# Cursor

> Add the VibeCheck MCP server to Cursor.

Cursor reads MCP servers from a JSON file. Add one for VibeCheck and Cursor's
agent gets all nine tools. Start the shared hub separately with
`npx -y @wcgw/vibe-check-mcp@0.3.0 hub`.

## Project config

Create `.cursor/mcp.json` at the root of your project:

```json
{
  "mcpServers": {
    "vibe-check": {
      "command": "npx",
      "args": ["-y", "@wcgw/vibe-check-mcp@0.3.0", "connect"]
    }
  }
}
```

Commit this file to share the setup with your team.
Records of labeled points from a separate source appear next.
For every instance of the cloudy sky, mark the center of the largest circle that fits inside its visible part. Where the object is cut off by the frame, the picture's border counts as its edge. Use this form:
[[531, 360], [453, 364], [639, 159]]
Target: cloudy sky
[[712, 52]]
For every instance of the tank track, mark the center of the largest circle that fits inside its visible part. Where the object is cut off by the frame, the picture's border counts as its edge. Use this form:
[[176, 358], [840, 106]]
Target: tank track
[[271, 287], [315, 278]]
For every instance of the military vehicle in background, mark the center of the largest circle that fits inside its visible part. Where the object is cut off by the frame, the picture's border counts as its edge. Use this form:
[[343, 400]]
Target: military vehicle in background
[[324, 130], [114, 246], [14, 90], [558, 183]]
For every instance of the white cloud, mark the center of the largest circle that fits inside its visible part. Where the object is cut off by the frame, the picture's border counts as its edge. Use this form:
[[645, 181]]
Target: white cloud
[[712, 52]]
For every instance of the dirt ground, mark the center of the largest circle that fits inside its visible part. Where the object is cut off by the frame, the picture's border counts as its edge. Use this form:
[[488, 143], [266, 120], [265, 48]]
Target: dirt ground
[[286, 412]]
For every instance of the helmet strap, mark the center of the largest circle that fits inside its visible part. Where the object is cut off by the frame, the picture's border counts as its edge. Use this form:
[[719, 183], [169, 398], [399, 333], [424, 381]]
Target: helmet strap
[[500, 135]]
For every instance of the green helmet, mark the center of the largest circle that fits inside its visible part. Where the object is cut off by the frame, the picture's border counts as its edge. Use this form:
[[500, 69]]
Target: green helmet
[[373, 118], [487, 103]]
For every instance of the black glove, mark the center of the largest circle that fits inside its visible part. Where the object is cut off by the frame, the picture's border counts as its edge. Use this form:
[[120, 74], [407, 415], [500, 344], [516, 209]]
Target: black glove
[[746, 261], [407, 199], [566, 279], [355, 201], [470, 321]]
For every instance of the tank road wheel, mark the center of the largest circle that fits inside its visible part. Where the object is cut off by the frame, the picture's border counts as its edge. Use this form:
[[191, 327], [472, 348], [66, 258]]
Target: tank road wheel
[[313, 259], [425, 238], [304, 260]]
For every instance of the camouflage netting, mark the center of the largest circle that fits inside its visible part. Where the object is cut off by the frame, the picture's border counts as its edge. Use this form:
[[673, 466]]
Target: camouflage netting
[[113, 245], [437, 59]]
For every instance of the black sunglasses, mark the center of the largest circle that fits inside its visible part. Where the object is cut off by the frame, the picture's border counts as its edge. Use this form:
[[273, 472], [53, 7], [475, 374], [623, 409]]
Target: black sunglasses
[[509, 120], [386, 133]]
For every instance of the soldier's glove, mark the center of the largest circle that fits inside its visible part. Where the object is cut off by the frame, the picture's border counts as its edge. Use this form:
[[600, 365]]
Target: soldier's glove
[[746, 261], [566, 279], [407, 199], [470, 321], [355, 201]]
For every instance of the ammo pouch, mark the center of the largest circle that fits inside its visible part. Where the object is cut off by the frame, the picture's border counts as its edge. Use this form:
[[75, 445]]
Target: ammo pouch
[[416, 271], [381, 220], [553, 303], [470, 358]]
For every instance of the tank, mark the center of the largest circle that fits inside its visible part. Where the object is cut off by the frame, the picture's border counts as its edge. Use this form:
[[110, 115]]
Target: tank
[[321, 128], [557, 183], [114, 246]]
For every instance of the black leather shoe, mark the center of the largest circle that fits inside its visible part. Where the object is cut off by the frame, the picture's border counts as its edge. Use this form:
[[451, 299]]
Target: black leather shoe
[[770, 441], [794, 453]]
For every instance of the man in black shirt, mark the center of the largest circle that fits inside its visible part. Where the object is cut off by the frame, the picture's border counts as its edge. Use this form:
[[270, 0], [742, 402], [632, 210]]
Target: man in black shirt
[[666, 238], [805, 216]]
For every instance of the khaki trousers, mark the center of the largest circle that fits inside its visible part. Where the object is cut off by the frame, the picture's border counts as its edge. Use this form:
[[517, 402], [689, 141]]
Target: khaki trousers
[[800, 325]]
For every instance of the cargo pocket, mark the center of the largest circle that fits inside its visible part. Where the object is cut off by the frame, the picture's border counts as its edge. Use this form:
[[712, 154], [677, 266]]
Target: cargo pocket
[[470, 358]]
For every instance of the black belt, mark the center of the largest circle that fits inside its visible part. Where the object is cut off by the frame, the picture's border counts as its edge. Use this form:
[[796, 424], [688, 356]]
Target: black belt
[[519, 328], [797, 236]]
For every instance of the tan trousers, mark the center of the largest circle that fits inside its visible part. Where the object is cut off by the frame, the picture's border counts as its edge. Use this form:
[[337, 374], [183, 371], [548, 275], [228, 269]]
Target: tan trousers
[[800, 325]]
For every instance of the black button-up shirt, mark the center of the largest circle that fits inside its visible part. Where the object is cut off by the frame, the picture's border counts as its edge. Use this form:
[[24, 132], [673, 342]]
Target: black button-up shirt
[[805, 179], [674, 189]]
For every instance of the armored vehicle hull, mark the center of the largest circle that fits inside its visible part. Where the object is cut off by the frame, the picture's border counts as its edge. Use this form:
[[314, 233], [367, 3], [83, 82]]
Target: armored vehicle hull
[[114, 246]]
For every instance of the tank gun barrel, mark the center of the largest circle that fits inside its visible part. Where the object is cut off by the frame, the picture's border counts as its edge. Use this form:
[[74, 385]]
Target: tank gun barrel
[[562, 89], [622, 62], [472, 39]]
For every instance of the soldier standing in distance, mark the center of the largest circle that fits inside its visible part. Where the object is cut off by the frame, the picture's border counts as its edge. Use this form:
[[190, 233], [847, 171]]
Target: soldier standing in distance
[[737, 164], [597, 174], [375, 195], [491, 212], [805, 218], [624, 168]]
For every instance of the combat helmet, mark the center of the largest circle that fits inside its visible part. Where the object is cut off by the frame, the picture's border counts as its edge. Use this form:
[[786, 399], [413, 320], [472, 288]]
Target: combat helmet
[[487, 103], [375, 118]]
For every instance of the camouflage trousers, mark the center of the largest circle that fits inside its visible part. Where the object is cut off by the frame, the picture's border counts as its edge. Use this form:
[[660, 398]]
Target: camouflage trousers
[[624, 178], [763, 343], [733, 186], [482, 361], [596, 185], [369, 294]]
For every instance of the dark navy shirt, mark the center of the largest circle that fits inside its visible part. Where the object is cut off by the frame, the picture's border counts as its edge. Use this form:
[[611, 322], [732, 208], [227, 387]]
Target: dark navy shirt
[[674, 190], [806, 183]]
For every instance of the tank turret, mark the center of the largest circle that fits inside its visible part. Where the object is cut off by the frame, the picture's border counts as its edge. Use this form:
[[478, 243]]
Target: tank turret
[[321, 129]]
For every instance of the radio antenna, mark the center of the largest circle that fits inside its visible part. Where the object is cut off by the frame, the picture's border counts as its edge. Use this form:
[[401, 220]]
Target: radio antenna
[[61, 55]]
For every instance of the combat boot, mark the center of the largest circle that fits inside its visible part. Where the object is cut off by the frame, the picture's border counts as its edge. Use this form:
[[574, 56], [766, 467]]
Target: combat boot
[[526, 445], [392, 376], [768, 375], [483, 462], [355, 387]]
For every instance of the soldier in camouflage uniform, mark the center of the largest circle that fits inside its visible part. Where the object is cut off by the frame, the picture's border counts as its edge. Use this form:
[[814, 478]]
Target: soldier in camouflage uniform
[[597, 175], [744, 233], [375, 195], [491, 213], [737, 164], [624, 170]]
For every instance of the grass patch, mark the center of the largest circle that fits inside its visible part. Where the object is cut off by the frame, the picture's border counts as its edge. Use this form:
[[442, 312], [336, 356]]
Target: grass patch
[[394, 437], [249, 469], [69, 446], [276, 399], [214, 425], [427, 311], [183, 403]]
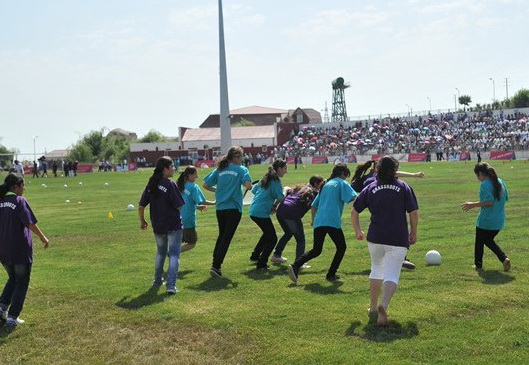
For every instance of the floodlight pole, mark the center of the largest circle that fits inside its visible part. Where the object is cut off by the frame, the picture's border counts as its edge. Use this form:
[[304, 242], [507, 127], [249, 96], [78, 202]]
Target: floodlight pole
[[225, 124]]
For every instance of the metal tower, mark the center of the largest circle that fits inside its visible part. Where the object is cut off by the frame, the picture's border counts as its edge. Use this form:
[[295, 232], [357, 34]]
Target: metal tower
[[339, 111]]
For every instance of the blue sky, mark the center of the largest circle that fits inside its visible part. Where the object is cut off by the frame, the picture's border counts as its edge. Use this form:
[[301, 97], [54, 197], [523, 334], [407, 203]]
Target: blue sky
[[68, 67]]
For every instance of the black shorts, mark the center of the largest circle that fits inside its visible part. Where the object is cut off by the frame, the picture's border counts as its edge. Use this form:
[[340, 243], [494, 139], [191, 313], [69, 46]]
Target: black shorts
[[190, 235]]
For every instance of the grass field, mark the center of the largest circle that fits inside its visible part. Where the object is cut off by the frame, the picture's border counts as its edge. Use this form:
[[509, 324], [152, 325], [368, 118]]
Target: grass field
[[90, 299]]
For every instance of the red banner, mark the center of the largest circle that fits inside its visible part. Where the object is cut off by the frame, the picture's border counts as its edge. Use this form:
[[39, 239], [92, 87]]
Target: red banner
[[464, 156], [416, 157], [319, 159], [502, 155]]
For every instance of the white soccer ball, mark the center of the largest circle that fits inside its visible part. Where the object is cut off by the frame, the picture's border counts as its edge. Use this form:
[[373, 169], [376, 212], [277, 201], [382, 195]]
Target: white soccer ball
[[433, 257]]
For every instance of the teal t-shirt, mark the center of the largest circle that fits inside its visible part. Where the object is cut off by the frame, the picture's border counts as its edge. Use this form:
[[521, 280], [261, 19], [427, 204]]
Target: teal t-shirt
[[228, 182], [330, 201], [192, 196], [493, 217], [264, 198]]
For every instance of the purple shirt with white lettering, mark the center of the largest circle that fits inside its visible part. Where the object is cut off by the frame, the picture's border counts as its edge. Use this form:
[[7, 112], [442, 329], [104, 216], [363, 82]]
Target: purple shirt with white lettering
[[388, 204], [164, 212], [16, 243]]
For a machine-wide server
that works in every project, put the same `mcpServers` block in `~/.cursor/mcp.json`
instead.

## Enable and verify

1. Restart Cursor (or reload the window) so it picks up the new config.
2. Open **Settings → MCP** — `vibe-check` should show a green/connected status
   and list its tools.
3. Confirm the HTTP receiver is up:

   ```bash
   curl http://localhost:4200/api/health   # → {"status":"ok"}
   ```

Then ask Cursor's agent:

```text
What performance issues is VibeCheck detecting right now?
```

**Troubleshooting**

  If `vibe-check` shows an error in Settings → MCP, check the JSON for a trailing
  comma or missing bracket. Confirm the hub is running before Cursor starts the
  `connect` bridge. If it connects but lists no projects, make sure the widget
  has `beaconUrl="http://127.0.0.1:4200"` and a stable `projectId`.
  See [Troubleshooting](/docs/troubleshooting).